A few years after Larry Cohen (vale, god rest his schlocky soul) directed Mike Moriarty and David Carradine in the quirky, fun monster flick Q – The Winged Serpent, Mike and Larry teamed up again to deliver The Stuff. The film is a special kind of trashy and charming; with everyone involved delivering over the top performances, ridiculously effective improv and gorgeously bad (but good) special effects.

Basic premise: a tasty bacterial substance oozes from the ground and the highly addictive, sweet yogurt… stuff is quickly packaged and mass marketed to an eager, greedy public. However, it is alive, it is hungry and it is eating you from the inside out before expelling itself on the world with one mission: world domination. Or perhaps, destruction?

Anecdotes surrounding the making of the film are the stuff of legend and a comedy of Hollywood bad luck. From creative differences between Cohen and New World Pictures to Mike Moriarty frequently improvising his lines and confusing co-stars. A boat or two may have tried sinking in the middle of shooting and teamsters threatened to kill the non-union shoot; all while Cohen cheekily shot scenes in their own office building. Just a typical, seat of your pants Cohen movie making experience.

Bad luck continued to ooze and the film flopped on release, for a number of reasons. New World marketed the film as a vanilla horror movie, which it is not. The film also opened in New York during a freaking hurricane!

During production, Cohen shot a number of Stuff adverts and faux marketing material for cutting in between scenes during the movie – something Paul Verhoeven would later popularize with his in-universe media breaks during 1987’s Robocop. However, New World didn’t like this idea and forced them out of final cut. Not wasteful, Cohen had the idea that this material be used to promote the movie, which New World also hated. In an alternate universe, this could have been the earliest viral marketing campaign.

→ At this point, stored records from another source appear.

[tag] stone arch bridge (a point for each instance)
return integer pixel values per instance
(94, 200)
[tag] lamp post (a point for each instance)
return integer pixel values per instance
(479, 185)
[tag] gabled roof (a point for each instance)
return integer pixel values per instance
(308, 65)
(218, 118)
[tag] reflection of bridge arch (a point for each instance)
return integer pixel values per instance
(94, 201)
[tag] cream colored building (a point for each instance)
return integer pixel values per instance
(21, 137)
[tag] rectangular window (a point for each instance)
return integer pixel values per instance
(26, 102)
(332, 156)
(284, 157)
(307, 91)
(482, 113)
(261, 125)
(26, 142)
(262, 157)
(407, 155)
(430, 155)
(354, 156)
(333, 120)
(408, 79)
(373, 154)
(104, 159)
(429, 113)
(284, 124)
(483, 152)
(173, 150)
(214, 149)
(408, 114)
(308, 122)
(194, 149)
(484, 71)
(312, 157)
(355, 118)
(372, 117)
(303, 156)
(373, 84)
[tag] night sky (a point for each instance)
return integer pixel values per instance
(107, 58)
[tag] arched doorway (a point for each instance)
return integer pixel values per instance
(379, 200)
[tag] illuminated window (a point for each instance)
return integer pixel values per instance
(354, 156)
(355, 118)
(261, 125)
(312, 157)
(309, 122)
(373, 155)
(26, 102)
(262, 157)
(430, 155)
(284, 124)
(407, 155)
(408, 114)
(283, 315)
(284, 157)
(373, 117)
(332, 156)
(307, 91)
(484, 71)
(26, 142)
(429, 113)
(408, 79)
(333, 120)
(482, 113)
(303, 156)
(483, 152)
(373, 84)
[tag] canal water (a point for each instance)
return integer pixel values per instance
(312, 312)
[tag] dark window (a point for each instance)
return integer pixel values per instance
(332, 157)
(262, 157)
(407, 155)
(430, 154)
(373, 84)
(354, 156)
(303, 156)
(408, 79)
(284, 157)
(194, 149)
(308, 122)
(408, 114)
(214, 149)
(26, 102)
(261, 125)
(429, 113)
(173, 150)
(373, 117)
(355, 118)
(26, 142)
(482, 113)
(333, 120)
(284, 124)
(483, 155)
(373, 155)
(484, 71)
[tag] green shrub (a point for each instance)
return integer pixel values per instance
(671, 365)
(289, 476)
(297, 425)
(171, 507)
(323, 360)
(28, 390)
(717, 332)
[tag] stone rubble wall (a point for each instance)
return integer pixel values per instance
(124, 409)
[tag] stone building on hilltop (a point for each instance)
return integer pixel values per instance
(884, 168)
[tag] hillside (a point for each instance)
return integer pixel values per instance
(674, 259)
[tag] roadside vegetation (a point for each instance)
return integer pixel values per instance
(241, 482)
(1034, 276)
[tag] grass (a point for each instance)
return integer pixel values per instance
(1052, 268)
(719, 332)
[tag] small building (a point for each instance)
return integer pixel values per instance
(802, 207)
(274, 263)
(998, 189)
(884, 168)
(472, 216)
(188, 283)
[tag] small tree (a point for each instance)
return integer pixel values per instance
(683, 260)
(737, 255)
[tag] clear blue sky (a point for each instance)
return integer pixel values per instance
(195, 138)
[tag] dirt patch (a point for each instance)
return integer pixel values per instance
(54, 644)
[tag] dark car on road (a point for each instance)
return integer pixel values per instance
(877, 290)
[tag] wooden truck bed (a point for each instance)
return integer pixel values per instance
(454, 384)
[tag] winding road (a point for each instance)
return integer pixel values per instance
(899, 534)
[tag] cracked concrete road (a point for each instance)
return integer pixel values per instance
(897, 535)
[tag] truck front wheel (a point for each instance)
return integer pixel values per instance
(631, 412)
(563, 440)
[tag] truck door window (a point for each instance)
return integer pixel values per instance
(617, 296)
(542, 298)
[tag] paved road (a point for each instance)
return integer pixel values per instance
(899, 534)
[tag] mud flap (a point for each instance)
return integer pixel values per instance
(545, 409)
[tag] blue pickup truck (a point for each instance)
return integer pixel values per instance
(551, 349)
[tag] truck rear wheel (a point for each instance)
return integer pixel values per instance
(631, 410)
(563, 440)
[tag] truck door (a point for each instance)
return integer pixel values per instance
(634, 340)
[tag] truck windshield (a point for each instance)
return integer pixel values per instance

While riding on a low budget, approximately $1.7 million, the number of practical effect solutions employed by Cohen and the visual effects team is impressive. Cohen re-used the same room rotating rig that Wes Craven used to create the nightmare-inducing murder of Tina Gray in A Nightmare on Elm Street, for a scene of the stuff blasting a hapless redneck up a motel room wall and across the ceiling. Creating the various demise of “stuffies”, freaky and sinister people under the influence of killer yogurt, resulted in some spectacularly gross, stomach-churning makeup effects.

The charm of The Stuff really lives within the performances. One of the standout characters is Chocolate Chip Charlie (Garrett Morris), a slapstick buddy figure who literally falls to pieces after losing his company under the weight of Stuff popularity. The film also features unlikely appearances by Paul (and Mira) Sorvino and Danny Aiello, friendly acquaintances of Cohen who he convinced to appear in the film. Scott Bloom plays the paranoid Jason and Cohen capitalized on young Scott’s hypnotic, ethereal gaze with many close-up shots of his eyes. Mike Moriarty cannot get enough praise with what he did with his portrayal of Mo Rutherford, an ex FBI agent turned mercenary industrial espionage specialist. Mo, hired by desperate, competing confectionery company executives to discover what the stuff is and where it comes from, gets a seminal line in his opening scene while talking to an exec:

(Exec) “You’re not as dumb as you appear to be”,
(Mo) “No one is as dumb, as I appear to be”.

Or, between the lines, ‘No one is as dumb as I want them to think I am’.

The Stuff is currently streaming on Amazon Prime. If you enjoy fantastic, imaginative genre films with that authentic Eighties flair, you need to take a Friday night with some friends and booze and get a load of The Stuff. Because enough is never enough.